SAN BENEDETTO – Era atteso l’arrivo dei Carmina Burana al  Ventidio Basso di Ascoli e quello che si è visto non ha deluso le aspettative. Innanzitutto perché dietro ogni evento musicale di spessore del Teatro vi è la saggia ed attenta regia della Fondazione del Coro, presieduta dall’ing. Pietro Di Pietro, che non è solo una persona vicina alla musica per contingenze più o meno esterne, ma egli stesso un attento musicofilo. Poi, perché il “Ventidio”, con la direzione di Giovanni Farina, è cresciuto esponenzialmente ed è oggi un riferimento tra le realtà coreutiche nazionali.

Fortemente voluto dall’A.M.A.T. (l’ente marchigiano di promozione delle attività teatrali) ed inserito nel suo cartellone, in collaborazione con Ascoli Musiche 2017, il concerto dei Carmina Burana ha visto la partecipazione di oltre 200 artisti con l’imponente spiegamento di ben quattro cori (quello del Ventidio, del Conservatorio di Pescara “Luisa D’Annunzio”, dell’Accademia, delle voci bianche “La Corolla” di Ascoli), di 60 orchestrali della filarmonica del D’Annunzio capitanati dal maestro Pasquale Veleno (veramente ottimo e preciso nella conduzione) e di tre solisti (il soprano Vohla Shytsko, il tenore ultraleggero Federico Buttazzo e il baritono di Christian Starinieri).

I Carmina costituiscono un corpus di poemi medievali composti tra l’XI e il XII secolo e tramandati da un importante codice miniato del XIII secolo – il Codex Buranus – proveniente dal monastero bavarese di Benediktbeuern presso Bad Toelz, da cui il nome latino. Furono redatti con tutta probabilità dai clerici vagantes, religiosi dotti che usavano spostarsi per motivi di studio tra le varie università europee e che criticavano dall’interno con arguzia l’istituzione ecclesiastica alla quale appartenevano.

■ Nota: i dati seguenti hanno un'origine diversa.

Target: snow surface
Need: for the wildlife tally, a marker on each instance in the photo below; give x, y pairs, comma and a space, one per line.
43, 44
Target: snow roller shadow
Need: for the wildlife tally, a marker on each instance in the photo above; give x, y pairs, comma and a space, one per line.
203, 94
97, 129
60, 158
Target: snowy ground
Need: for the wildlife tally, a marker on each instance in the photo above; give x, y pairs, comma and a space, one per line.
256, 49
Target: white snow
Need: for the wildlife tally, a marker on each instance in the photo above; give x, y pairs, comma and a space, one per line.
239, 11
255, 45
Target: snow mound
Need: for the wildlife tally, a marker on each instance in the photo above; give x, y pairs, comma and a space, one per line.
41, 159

Diversi per tono ed argomenti (si passa dal conviviale al satirico morale, al moralistico sacrale, al sentimentale), questi 228 componimenti furono probabilmente pensati per essere accompagnati dalla musica e destinati al canto (come la maggior parte delle opere letterarie medievali del resto), anche se solo per 47 di essi è stato possibile ricostruire l’andamento melodico (in realtà molto diverso da come lo concepiamo noi).

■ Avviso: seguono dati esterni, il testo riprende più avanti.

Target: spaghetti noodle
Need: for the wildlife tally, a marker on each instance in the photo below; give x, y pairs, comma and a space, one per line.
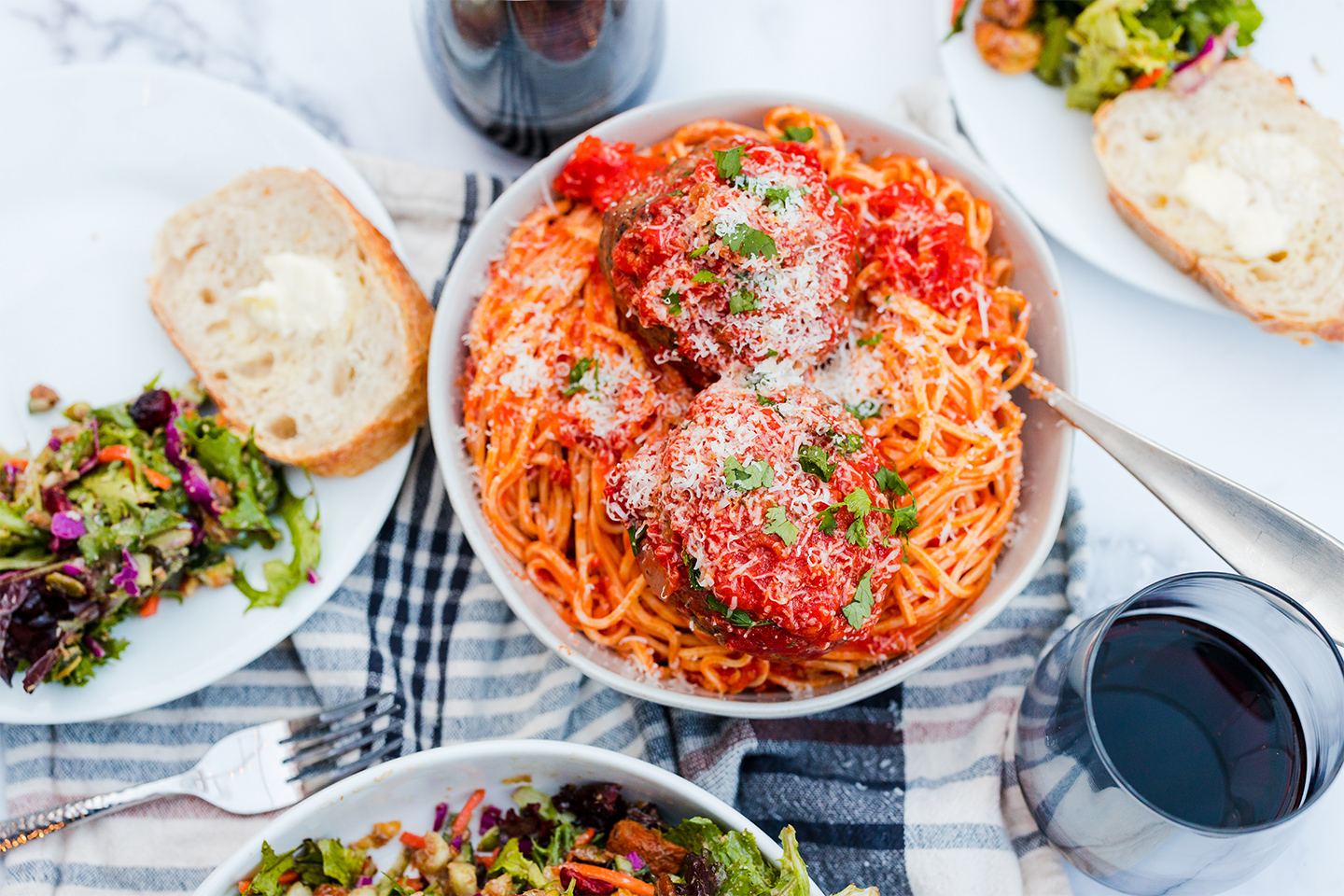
558, 391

Se è vero che per questi Carmina non esiste pentagramma ma solo neumi – ossia la classica notazione musicale del Canto Gregoriano utilizzato sin dal IX secolo – non dovette essere facile per il musicista tedesco Karl Orff ritrasporli in una cantata scenica di grande suggestione scenica. Grazie all’aiuto di Michael Hoffmann, studente in legge e latinista, Orff nel 1934 decise di riprendere ben 24 poemi mantenendone tanto la lingua (il latino) quanto lo spirito, dato da autori differenti per carattere, inclinazioni, ideologia. Accomunati tutti, ad ogni modo, da un forte carica sarcastica e derisoria – tra sacro e profano – verso la corruzione dei costumi del tempo e da intenti morali e didascalici, come era in uso nell’Alto Medioevo.

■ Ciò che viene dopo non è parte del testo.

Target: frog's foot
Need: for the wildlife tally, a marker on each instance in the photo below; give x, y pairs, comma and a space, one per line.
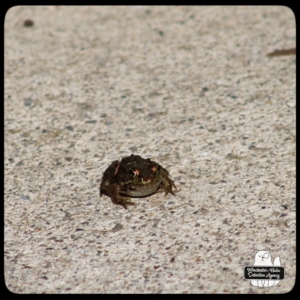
167, 185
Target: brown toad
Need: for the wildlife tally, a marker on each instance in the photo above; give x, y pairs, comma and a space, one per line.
134, 176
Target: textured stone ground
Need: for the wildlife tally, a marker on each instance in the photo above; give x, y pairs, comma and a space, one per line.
190, 87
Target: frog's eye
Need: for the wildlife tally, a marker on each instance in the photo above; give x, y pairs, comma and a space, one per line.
154, 168
134, 172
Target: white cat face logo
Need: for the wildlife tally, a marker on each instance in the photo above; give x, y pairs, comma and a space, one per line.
262, 258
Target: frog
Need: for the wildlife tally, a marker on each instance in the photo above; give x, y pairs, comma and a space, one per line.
134, 177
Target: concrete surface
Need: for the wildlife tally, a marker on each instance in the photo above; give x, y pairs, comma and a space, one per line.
190, 87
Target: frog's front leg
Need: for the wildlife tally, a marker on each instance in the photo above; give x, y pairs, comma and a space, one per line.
113, 191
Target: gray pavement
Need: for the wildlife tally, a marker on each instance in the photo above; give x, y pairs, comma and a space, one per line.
189, 87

L’impresa di unire l’imponenza dell’orchestrazione con un i ritmi serrati, a tratti sincopati, delle melodie ha trovato dei cori all’altezza del compito che al termine dell’esibizione hanno convinto il pubblico presente in sala. Un altro esperimento perfettamente riuscito per il Ventidio e che verrà ripetuto ad Avezzano, Sulmona e Pescara.